Padres, Rangers dump Nevin, Park on each other

By Jim Callis
July 30, 2005

The Padres had completed trades for Phil Nevin twice before, only to have him veto moves that would have sent him to the Reds for Ken Griffey Jr. and to the Orioles for Sidney Ponson. The Rangers regretted signing Chan Ho Park to a five-year, $65 million contract shortly after he began pitching for them in 2002. On Saturday, both clubs finally jettisoned their unwanted players by sending them to each other.

Texas also sent cash to San Diego to help cover the difference in the salaries remaining for Nevin and Park, but reportedly will save $1 million in the deal. Nevin is making $9 million this year and $10 million in 2006 as his four-year, $34 million contract comes to an end. Park had $13 million salaries both this year and next.

Nevin, 34, is in the midst of easily his worst season since he became a big league regular in 1999, hitting .256/.301/.399 with nine homers and 47 RBIs in 73 games. He had produced for power and average since coming to San Diego six years ago, but his bat seemingly has slowed this year. Originally a third baseman, he has better reactions and arm strength than most first basemen, and he can catch in a pinch. He’s a below-average runner. The Rangers plan on DHing Nevin against lefthanders and working him into the lineup against righties in a variety of positions. He’s a career .276/.347/.479 hitter with 183 homers and 667 RBIs in 1,059 games.

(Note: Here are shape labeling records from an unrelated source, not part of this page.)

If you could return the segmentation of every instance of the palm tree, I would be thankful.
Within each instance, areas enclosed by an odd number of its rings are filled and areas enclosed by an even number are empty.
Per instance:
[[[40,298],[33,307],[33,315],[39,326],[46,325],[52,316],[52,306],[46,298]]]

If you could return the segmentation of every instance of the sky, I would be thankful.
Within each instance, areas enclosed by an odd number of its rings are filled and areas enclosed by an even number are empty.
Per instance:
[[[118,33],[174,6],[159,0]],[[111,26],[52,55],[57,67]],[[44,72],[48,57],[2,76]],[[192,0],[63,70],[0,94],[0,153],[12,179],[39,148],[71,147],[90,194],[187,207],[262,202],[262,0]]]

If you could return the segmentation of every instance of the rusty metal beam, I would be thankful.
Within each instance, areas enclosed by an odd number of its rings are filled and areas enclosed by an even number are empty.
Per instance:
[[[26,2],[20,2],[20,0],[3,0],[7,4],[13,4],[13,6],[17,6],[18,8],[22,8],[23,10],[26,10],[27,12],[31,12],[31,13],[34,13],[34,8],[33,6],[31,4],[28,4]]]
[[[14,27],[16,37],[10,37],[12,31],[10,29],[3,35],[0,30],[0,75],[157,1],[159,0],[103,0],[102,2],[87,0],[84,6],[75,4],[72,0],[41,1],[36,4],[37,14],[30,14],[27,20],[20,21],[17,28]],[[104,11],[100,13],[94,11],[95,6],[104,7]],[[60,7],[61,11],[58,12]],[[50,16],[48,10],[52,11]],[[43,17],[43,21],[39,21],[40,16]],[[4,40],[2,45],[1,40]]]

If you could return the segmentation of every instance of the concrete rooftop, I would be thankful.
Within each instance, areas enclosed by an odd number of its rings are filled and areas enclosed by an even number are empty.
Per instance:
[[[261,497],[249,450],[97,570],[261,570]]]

Park, a 32-year-old righthander, was a disaster in Texas, going 22-23, 5.78 in 68 starts after posting a 80-54, 3.80 mark with the Dodgers. For the first time as a Ranger he didn’t spend any time on the disabled list this year, but he continued to pitch poorly, going 8-5, 5.66 in 20 starts. He had an 80-54 strikeout-walk ratio in 110 innings, while opponents battered him for a .299 average and eight homers. Park had a fastball that could reach 95 mph and a sharp curveball when he was with Los Angeles, but his stuff deteriorated into mediocrity almost as soon as he became a Ranger. Owner of a lifetime 102-77, 4.29 record, Park will enter a struggling San Diego rotation.